The '82 side; what I remember Part 1

Tuesday, July 1, 2014

The story of 1982 rugby starts in 1981. I was in fourth form and Lenana was having a disastrous rugby season. We even lost to Saints at home, tena on Sterlings (extremely painful).

Alan Bukusi was a great captain but everything just went terribly wrong for his side. The maroon kit by that time was in tatters and seemed to portray the state of our rugby game then. I remember Dave Anderson (the then brand new rugby master) brought in a new school rugby kit but when it arrived everybody was disappointed. It was in Mumia house colors and he was told in no uncertain terms that Lenana rugby kit can ONLY be one color, Maroon. And so the first XV continued to wear their tattered kit and the new kit was passed on to a side that Anderson was busy building on the side for 82. It was christened “Moss Moss” (which I am told is Dholuo for slow slow) and was by invitation only. It consisted of fourth and fifth formers and was really the ’82 side in waiting.

Anderson organized several matches but the most memorable has to be the one we played at Parklands against a very strong Nondies II side. I knew the Nondies players very well at the time because during my 1st term school holidays that very year my parents had moved to the Parklands area and had I decided to train with Nondies during the April holidays even playing in a few games for them. The only problem is that I came face to face with raw racism in one or two of the Nondies players which was difficult to stomach but that is probably a story for another day. My point is that I can authoritatively state here that there were a few regular Nondies first team players on that side we beat.

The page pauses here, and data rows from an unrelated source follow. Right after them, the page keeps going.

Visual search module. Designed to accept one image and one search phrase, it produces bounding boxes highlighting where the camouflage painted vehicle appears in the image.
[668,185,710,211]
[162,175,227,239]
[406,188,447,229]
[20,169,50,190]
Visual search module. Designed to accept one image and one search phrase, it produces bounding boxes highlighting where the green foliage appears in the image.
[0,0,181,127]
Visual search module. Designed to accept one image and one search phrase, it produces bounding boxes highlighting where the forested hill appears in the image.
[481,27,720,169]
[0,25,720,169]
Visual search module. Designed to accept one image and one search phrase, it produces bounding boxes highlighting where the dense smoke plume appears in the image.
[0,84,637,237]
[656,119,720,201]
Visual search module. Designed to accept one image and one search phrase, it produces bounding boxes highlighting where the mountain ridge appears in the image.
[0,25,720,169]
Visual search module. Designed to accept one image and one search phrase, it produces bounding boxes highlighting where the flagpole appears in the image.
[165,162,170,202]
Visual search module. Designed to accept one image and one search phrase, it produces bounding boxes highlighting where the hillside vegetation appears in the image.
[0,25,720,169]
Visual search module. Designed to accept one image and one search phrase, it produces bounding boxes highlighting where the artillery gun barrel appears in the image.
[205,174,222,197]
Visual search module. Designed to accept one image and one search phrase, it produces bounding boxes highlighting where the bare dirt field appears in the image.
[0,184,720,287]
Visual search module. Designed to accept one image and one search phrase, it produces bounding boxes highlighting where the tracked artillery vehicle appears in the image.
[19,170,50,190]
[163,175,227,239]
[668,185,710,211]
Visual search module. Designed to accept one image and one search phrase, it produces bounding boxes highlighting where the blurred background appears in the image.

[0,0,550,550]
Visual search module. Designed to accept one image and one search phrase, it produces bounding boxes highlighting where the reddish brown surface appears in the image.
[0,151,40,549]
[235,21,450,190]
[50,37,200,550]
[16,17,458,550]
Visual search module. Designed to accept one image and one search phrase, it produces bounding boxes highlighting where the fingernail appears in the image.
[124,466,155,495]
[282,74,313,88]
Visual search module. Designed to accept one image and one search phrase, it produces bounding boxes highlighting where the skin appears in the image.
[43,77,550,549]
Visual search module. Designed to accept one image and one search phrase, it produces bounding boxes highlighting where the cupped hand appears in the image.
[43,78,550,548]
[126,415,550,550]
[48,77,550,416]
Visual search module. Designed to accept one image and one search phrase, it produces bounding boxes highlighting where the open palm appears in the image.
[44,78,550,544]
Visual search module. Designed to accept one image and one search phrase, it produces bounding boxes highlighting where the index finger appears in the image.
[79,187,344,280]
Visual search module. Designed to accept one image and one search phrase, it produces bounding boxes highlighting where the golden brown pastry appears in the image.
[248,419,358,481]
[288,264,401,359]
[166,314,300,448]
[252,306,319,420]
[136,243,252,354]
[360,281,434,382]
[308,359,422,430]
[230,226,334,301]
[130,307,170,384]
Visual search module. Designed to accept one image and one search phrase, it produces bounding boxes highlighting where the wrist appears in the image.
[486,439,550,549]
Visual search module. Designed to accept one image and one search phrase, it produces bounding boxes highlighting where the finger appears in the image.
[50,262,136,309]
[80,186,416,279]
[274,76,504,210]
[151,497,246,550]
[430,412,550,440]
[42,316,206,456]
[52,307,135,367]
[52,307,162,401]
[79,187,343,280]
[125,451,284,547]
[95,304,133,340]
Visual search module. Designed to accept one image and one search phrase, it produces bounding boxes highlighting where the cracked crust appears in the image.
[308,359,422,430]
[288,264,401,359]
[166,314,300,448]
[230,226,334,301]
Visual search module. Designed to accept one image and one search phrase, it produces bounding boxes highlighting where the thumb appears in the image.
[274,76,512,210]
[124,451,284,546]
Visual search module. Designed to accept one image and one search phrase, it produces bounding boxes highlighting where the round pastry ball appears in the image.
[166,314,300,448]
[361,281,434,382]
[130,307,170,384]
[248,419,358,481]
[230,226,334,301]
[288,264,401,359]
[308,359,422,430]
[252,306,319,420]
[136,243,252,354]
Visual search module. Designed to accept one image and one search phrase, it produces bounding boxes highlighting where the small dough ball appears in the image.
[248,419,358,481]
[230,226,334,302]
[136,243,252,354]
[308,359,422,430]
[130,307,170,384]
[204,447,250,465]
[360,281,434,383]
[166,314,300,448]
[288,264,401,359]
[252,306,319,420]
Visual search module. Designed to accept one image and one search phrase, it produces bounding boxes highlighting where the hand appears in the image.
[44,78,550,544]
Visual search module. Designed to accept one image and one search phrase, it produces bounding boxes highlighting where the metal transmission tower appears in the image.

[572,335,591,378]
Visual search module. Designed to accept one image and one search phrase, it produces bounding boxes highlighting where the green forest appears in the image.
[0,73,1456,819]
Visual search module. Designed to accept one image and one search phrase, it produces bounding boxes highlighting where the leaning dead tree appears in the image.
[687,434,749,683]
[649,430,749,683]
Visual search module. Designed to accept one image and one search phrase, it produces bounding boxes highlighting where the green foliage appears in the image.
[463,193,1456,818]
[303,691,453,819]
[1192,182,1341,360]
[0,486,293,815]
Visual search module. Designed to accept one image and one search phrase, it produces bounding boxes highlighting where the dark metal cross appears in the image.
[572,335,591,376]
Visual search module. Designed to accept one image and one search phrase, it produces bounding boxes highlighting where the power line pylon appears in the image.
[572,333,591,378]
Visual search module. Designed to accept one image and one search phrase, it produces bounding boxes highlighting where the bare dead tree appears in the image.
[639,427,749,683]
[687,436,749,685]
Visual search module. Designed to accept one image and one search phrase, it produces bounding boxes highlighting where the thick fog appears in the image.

I have played in many sides and looking back now I believe that it was that game at Parklands in 1981 where the ’82 side “clicked”. At one point of the game, Nondies using their superior pack play were ahead with the difference being a two figure score. But our scrum came back fighting ferociously as the lions tired. Notables here were Spike Ogot, George Mwangi, George Maiko, Dablo etc.

We simply started winning more quality balls from the scrum and when our backs got running Nondies with their superior weight and experience had no answer. The spirit and feeling of invincibility took hold of the team then.
Meanwhile some of us continued playing for the disastrous 1981 side. I got a chance to play in several different positions including 2nd centre and even Wing back. But I rarely got a chance to play full back. That position was taken by one George Steak Ondiek. Ondiek was in fifth form and unknown to many of us was about to leave for the States. That year guys used to watch the 1st XV games because of him. Despite how badly we were doing he would catch the ball in his own 25 yard area and then proceed to dance and hand off opponents until the other 25 (no kidding). It was a joy to watch and we all learnt a lot from steak. It was a fascinating situation where Lenana seemed to thrive that year exclusively on creating opportunities for tries and points from balls unwittingly kicked into the hands of our full back.

Well, I never got a chance until Steak got injured and we were supposed to play RVA at home. I was a bundle of nerves. How do you step into Steak’s shoes, tena at home? I remember Tony Maleche who was at the time a regular on the blind wing for that side encouraging me in the chem. Labs as most of the rest of the class was asleep (the norm in the labs in those days). It was a mid-week game. He told me that I would be fine.

But the really big encouragement for me was after that game (which we lost to RVA) in the usual post-mortem sessions at the lecture hall that Anderson insisted on in 1981 where Steak said that I had done okay but advised me to make better use of the up and unders.

Something else happened during our trips to games. We bonded as a team. I must admit that up to that point I had little respect for what the scrum did in a game. But thanks to Maiko, Mwangi George and Ogot’s outspoken nature during discussions, I started understanding how a game of rugby is always won or lost in the pack, no matter how good your backs are. I think most of the other backs also started appreciating the pack so much so that we never wanted to waste a single quality ball won by the pack. At the time we of course did not know that we were members of a side that would be remembered many decades later, even overshadowing achievements of earlier Lenana sides.